In compound words with prepositions such as ad, ab, sub, dē, in, etc., I think the preposition should be treated as one syllable (but not always). As it is now, the meter grammar attaches the last consonant of the preposition as the onset of the next syllable. The issue would be to know in which cases the prefix in the compound word (if the subsequent syllable begins with a vowel) should be treated as one syllable, or whether the prefix should cause a split.

Example:
"ex numerō subit; ac magnō tellūris amōre"
subit is [su.bit] (i.e. the "b" is the onset)
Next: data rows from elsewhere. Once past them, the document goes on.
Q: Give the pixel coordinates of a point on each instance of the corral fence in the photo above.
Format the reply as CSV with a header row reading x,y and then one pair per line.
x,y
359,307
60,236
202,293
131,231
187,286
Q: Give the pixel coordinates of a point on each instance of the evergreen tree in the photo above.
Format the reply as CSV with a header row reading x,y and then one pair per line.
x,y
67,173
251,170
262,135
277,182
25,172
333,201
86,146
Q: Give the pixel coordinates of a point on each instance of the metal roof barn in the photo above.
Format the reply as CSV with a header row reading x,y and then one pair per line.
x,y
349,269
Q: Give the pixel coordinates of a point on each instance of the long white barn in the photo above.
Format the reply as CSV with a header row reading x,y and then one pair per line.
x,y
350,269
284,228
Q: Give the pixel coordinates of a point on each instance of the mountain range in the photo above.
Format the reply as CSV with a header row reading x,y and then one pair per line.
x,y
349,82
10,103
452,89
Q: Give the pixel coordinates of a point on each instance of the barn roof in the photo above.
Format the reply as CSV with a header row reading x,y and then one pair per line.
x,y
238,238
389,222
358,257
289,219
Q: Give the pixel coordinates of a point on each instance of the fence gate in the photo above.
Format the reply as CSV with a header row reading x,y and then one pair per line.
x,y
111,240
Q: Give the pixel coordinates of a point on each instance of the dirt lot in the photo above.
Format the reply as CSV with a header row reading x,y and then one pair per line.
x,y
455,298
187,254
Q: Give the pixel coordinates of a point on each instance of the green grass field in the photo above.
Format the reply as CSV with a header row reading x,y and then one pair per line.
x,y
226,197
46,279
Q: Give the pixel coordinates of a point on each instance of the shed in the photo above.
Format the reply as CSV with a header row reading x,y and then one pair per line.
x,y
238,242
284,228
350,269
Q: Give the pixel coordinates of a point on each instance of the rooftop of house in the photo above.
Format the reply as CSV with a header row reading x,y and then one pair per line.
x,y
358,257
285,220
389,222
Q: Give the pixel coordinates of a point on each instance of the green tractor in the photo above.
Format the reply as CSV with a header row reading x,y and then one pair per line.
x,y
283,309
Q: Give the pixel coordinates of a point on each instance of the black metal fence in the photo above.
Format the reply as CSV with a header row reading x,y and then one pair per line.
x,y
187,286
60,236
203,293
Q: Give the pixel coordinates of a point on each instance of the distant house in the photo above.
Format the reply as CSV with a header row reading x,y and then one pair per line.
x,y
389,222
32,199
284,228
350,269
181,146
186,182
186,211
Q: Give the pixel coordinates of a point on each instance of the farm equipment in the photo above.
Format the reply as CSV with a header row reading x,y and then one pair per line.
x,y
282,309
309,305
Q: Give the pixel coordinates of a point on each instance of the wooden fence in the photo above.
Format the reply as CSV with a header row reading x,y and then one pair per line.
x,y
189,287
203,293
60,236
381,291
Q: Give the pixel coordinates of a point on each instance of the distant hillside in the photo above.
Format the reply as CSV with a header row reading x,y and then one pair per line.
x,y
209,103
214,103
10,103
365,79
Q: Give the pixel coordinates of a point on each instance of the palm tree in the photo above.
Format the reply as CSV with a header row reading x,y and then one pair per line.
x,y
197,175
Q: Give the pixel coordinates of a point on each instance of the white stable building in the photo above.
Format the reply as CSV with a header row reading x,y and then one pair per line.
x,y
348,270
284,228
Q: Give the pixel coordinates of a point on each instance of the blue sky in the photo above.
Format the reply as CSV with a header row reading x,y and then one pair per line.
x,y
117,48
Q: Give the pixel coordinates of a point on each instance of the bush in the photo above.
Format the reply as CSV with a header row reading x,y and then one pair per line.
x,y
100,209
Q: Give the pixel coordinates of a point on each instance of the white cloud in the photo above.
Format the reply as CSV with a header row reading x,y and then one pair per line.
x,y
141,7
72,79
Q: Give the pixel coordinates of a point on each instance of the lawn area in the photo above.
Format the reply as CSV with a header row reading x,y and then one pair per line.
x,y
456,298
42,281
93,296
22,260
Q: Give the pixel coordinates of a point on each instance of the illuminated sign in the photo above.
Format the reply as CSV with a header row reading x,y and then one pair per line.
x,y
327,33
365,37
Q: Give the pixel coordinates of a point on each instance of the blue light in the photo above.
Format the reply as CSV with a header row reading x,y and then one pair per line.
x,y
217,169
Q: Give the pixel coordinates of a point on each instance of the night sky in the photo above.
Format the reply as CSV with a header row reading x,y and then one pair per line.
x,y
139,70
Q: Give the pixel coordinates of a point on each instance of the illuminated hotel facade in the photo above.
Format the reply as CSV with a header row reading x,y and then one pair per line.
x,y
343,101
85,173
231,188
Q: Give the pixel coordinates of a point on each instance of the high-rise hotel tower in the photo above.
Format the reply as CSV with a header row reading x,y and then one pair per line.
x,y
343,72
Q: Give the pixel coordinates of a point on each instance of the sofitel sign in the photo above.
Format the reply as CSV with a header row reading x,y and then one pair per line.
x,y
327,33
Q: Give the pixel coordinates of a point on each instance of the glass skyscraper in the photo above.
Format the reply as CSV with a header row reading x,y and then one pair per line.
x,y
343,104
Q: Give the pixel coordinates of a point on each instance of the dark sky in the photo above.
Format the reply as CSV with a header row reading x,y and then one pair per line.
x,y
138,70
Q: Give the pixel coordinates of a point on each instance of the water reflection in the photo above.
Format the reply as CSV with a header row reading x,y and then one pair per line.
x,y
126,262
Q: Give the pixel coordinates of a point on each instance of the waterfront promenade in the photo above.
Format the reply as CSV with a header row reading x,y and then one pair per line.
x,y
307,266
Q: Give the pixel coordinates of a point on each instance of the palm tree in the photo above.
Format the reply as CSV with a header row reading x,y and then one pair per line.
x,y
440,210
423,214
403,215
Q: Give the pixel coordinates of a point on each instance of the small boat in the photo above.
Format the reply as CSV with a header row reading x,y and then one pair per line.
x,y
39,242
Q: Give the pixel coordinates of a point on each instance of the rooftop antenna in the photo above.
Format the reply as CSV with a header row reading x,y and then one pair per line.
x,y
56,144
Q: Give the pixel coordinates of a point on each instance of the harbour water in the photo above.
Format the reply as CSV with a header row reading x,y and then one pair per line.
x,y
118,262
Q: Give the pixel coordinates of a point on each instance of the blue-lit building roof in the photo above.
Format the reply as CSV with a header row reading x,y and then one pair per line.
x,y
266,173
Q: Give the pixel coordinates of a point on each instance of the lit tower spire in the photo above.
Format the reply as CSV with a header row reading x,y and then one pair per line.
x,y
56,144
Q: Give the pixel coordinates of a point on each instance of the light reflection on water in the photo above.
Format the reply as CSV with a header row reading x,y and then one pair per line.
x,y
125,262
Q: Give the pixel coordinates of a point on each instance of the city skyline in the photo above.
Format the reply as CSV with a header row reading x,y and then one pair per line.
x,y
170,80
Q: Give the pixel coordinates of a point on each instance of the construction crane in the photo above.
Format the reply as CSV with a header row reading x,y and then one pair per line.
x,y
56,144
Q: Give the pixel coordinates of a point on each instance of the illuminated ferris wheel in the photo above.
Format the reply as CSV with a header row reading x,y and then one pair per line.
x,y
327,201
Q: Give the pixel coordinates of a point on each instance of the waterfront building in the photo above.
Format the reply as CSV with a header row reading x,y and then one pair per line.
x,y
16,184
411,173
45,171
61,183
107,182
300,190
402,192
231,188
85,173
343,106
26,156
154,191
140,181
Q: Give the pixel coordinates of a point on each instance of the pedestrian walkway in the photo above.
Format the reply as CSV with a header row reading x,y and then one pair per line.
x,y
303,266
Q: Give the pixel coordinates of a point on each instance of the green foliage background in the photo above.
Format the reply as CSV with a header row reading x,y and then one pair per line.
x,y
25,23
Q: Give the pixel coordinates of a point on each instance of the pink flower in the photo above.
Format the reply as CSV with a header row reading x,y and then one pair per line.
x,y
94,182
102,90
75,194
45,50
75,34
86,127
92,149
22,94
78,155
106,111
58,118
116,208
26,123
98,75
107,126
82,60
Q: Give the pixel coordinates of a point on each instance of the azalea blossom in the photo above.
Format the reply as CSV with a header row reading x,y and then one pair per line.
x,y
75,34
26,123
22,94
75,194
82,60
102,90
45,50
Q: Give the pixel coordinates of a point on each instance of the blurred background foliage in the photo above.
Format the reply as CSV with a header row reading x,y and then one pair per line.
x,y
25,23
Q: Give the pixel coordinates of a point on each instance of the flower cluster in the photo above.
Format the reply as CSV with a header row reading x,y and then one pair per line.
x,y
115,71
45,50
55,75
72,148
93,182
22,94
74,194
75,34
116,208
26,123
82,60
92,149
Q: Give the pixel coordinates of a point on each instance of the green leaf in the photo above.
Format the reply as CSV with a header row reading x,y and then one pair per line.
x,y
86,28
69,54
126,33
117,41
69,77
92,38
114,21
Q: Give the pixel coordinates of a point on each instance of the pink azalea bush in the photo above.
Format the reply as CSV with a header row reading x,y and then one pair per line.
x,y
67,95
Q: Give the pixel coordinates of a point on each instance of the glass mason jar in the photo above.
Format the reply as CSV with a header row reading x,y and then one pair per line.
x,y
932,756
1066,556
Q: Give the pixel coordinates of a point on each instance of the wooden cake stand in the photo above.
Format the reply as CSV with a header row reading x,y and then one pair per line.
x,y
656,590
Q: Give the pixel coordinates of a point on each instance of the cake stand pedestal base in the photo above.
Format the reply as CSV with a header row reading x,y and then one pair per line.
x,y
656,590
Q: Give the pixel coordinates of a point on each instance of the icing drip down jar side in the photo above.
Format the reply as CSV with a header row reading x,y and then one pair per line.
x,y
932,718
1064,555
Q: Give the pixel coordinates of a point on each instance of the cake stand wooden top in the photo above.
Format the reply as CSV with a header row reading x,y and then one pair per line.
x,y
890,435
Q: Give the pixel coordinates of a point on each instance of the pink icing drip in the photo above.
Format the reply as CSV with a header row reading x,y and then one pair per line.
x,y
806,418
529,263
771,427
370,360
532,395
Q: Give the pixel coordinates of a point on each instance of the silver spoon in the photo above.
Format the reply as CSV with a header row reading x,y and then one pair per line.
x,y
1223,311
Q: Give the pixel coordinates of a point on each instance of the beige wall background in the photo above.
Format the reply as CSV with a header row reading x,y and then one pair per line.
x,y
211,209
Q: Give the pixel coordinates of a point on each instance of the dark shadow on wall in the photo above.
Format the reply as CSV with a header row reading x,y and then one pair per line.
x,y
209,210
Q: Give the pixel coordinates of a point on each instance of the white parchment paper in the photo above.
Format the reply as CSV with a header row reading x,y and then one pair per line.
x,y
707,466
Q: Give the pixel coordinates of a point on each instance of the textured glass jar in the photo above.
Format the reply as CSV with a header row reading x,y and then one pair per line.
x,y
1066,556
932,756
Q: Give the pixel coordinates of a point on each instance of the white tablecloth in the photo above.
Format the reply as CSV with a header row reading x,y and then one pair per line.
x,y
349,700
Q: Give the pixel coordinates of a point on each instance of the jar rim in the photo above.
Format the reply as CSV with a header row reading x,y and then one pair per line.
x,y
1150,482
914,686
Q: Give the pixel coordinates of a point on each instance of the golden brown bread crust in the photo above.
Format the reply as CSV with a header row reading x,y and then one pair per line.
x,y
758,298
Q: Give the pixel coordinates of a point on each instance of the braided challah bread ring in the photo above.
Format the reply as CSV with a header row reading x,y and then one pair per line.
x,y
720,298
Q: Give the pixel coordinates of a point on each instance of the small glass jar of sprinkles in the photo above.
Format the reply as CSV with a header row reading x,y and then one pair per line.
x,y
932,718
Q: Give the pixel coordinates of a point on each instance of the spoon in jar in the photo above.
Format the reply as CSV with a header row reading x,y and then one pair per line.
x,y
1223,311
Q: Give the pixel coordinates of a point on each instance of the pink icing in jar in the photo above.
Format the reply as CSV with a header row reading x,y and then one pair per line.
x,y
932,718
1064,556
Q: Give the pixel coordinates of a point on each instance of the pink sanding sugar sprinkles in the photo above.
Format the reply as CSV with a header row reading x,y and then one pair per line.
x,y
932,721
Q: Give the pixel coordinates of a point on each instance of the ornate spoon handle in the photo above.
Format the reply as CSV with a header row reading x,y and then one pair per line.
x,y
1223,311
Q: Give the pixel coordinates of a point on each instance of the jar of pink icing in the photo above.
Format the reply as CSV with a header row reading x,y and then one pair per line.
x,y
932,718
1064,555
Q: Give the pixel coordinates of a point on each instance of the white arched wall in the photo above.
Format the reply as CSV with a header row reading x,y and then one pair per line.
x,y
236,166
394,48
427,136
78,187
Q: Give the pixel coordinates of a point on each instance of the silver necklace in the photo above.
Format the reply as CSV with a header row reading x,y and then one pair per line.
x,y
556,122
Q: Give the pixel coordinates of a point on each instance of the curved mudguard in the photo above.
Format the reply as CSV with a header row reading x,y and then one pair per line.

"Ūnus abest, mediō in flūctū quem vīdimus ipsī"
abest is [ab.estː] (i.e. the "b" is the coda)

I remember reading this somewhere---is this mentioned in Allen?

Why do you say it's [ab.est] here? I just scanned it and came to the opposite conclusion: first foot is a dactyl.

Knowing where a preposition like this is difficult without adding a full-blown morphological analyzer to the system since there are going to be so many false positives (like subit).

Sorry, you are right about [a.best].

I didn't get it from Allen, actually. I saw a picture of "The Beginners Latin Boo" by William C. Collar posted online that takes about it.

You are probably correct that the prefixes are split, I guess we can come back to it if we find otherwise?

I wonder if this is a case where it's varaible and we can treat it in optional.grm down the line.

This relates to our discussion elsewhere of intervocalic i that fails to geminate in compounds like biiugo and vowel-initial words prefixed with prae-.